The Committee says Treasury could take bolder, “unprecedented actions” such as “selling large amounts of gold, minting a special large-denomination coin or invoking the Fourteenth Amendment to override the statutory debt limit.”
“Whether any of these tools is truly available is in question, and the potential economic and political consequences of each of these options are unknown,” the Committee concludes. “Realistically, once extraordinary measures are exhausted, the only option to avoid defaulting on our nation’s obligations is for Congress to change the law to raise or suspend the debt ceiling.”
Decision Time Line
Sparring over the debt limit will continue for months. The Biden administration says it will aim for a showdown on the debt ceiling after the mid-April tax deadline. Meanwhile, House Republicans have demanded spending cuts, including to Medicare and Social Security, as the price for raising the debt ceiling. Congressman Chip Roy, R-Texas, put the point succinctly: “You only have so many leverage and negotiating points. The debt ceiling is one of those.”

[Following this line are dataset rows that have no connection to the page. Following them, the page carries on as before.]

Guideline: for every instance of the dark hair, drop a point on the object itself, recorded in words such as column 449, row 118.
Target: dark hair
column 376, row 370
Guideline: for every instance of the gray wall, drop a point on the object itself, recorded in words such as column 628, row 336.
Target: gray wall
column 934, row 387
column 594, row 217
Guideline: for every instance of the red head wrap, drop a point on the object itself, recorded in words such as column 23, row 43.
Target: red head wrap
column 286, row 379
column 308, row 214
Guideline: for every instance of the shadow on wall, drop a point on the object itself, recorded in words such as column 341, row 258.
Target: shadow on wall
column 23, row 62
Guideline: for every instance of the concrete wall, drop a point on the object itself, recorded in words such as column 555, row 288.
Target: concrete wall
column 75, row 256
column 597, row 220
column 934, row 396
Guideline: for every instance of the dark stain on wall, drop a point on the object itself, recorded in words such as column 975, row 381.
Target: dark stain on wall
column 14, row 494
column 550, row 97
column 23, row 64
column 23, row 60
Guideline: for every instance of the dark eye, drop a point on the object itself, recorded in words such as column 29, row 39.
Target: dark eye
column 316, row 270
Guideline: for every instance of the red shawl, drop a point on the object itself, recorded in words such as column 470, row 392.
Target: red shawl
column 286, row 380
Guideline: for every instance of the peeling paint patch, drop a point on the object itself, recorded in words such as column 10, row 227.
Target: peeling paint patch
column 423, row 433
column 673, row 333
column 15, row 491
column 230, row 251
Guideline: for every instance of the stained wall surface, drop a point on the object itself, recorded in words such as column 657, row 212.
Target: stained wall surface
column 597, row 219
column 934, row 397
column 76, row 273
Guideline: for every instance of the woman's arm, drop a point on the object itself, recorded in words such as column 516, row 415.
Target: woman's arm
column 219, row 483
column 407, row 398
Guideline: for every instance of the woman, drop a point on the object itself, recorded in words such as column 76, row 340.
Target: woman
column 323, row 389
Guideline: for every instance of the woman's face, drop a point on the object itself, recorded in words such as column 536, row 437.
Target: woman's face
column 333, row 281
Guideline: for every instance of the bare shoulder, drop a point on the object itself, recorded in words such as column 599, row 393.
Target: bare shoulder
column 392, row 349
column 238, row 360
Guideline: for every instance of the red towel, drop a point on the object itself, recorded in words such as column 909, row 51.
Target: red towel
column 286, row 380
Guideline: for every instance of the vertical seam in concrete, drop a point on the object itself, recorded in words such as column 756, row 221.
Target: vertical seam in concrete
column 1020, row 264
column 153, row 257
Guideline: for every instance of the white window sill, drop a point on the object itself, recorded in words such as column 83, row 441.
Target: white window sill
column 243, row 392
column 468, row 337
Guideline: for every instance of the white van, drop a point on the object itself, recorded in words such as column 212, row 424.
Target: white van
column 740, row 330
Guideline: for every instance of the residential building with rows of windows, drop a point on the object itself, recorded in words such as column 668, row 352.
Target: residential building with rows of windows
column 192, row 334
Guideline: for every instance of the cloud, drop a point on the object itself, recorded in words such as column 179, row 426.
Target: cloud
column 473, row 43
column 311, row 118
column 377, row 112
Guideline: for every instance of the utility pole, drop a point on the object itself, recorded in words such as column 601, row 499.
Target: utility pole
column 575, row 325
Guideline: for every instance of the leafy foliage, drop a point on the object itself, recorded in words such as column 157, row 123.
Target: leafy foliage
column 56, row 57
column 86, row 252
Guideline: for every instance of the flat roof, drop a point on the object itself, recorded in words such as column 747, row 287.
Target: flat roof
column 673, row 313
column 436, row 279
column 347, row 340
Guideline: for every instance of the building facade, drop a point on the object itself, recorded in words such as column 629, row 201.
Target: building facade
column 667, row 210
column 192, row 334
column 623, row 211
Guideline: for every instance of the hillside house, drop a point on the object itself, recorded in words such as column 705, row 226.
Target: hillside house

Senate Majority Leader slammed “gratuitous partisan politics” and said lifting the debt ceiling is necessary to borrow the money to meet already budgeted expenditures. “Political brinkmanship with the debt limit would be a massive hit to local economies, American families and would be nothing less than an economic crisis at the hands of the Republicans.”
Federal Spending Perspective
If federal spending was a dollar, here’s how the money would be allocated:
- About 62 cents is spent on entitlement programs – Social Security gets 22 cents, Medicare gets 17 cents and Medicaid gets 10 cents.
- About 14 cents go to national defense.
- Almost 8 cents pays interest to holders of Treasury bonds.
- The remaining 16 cents is spent on the rest of federal government programs.
In this example, the federal government spends 17 cents more than it receives in revenue.